Private Licence Plates - Are They Worth It?

2nd December 2015

Buying your own personalised licence plates has been a way to uniquely accessorise your vehicle for just over 25 years. As each individual licence plate is exclusive to the car, there has been an inherent contest for the ideal registration, the end result being some motorists paying astronomical amounts. Since 1989 the DVLA has raised an estimated £2 billion in auctions with over 3 million plates sold.

The highest price paid for a licence in the UK was a whopping £518,000 by classic car dealer John Collins back in November 2014 for the registration '25 O'. Why '25 O'? So he could fix it to his Ferrari 250 GT Berlinetta, the car previously owned by Eric Clapton.

Before '25 O' the previous record was held by Bradford businessman Afzal Khan, who bought the registration 'F 1' for £440,000 in 2008. 6 years later he put the registration up for sale for a staggering £10 million, but the advert for its sale has since been taken down. For those that are surprised that he could even think about putting a registration up for sale for that much clearly aren't aware that Mr Khan had previously turned down a bid of £6 million for the licence plate.

Most Expensive Licence Plates in the UK
Registration Price
25 O £518,000
F 1 £440,000
S 1 £404,000
1 D £352,000
M 1 £331,000
VIP 1 £285,000
51 NGH £254,000
1 RH £247,000
KR15 HNA £233,000
K1 NGS £231,000

World Record Registration

Half a million pounds for a number plate sounds like a lot but it is nothing in comparison to the £7 million paid for the registration that is simply the number '1'. The licence was bought by Saeed Khouri from Abu Dhabi. His reason for getting the plate: "...because it's the best number... I bought it because I want to be the best in the world".

The purchase of '1' surpassed the previous world record of £3.4 million for the registration '5' bought earlier on the same day by Talal Khouri, no relation.

A total of £16.3 million was raised on that particular auction day with 90 licence plates sold. Proceeds of the auctions went to a rehabilitation center for victims of traffic accidents.

Egocentric Accessory or Savvy Investment?

At first glance buying a personalized registration, or vanity plate as they are sometimes known, can be seen as just a way to turn heads.
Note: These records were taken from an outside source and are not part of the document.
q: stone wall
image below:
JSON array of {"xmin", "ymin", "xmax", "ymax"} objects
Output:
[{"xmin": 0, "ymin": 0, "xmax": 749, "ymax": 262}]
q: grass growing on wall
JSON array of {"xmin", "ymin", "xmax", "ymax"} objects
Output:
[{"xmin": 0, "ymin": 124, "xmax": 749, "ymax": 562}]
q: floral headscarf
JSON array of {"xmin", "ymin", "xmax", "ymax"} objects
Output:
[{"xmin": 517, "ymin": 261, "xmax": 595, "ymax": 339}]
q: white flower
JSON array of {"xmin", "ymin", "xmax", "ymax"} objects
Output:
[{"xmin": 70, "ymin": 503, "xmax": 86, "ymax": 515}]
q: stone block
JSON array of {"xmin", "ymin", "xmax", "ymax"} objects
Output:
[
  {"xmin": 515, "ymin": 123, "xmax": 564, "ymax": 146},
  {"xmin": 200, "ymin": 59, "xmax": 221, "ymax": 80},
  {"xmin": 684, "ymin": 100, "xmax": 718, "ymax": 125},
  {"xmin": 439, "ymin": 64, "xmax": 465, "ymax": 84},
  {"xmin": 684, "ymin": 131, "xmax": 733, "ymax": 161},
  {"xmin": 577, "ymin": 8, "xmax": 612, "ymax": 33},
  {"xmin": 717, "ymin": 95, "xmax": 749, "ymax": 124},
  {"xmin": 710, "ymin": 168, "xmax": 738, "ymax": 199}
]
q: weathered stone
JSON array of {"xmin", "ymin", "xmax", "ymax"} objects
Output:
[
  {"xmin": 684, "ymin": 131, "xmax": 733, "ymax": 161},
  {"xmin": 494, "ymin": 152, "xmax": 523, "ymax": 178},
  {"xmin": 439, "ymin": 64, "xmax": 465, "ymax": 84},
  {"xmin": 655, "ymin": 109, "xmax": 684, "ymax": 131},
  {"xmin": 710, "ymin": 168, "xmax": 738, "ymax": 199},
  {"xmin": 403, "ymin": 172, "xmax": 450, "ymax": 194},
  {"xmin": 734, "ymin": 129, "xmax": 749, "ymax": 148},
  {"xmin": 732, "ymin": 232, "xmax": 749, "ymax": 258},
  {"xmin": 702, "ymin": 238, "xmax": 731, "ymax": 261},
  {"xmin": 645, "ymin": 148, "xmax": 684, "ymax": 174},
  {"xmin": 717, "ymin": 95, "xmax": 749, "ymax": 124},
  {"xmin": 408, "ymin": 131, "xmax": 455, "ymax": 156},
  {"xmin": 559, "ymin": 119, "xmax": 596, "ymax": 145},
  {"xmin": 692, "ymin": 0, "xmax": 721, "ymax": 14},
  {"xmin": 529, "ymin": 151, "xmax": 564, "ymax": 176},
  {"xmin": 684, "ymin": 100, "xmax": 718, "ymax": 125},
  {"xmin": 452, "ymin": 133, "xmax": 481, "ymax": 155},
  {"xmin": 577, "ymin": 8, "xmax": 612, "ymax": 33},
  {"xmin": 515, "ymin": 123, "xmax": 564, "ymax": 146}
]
To some it may seem that personalized licence plates are for people who have more money than sense. But investing your money in a registration can be more profitable than investing in any bank.

Take Afzal Khan for example, he may have had to pay £440,000 for the licence plate 'F1' but with the right buyer he could receive millions if he decided to sell. Remember that the value of an item is only what someone else would be willing to pay for it.

"Private plates are an investment. I've got 11 and I wouldn't buy them if they weren't. I actively go looking for good plates - the best place to find them is in a posh car park. I leave a note on the windscreen asking the owner to get in touch!" Chris Evans.

The rule with private plates is that, generally, the shorter the registration the higher the price. Plates that resemble names also go for a high price, the popularity of the most common names fetch the highest prices.

Other words that can be made in a registration are always going to attract a particular type of buyer. For example 'F14 MES' was bought in 2001 for £3,500 by a fireman and sold in 2013 to 'Feature Fireplaces' in Harrogate for £7,995.

Comical Plates

Ofcourse the DVLA do not want us to have too much fun when buying a personalised plate. The DVLA has a list which runs for 46 pages of censored licences. Registrations which could be construed as homophobic, religiously sensitive or obscene are not allowed. If you are looking to get a personalised plate and you have one in mind be sure to check this list here (As of March 2015).

Insuring your car with a Personalised Number Plate

When you insure your vehicle you will always be asked what the registration plate is. However it is not always clear if the registration is a private plate.

If you do get into an accident and your car is 'written off' or scrapped the salvage of the vehicle goes to the insurers, which includes the registration. Therefore it is important that if you want to keep your private plate you will need to make the insurers aware. It is best that you request your insurers to acknowledge in writing that the rights of the number plate will remain with you in the event of a 'write off' or theft when the vehicle is not recovered.

Also remember that if you own an old vehicle with a distinctive registration it may be worth something to someone else. Make sure that you insure your classic car with the correct policy.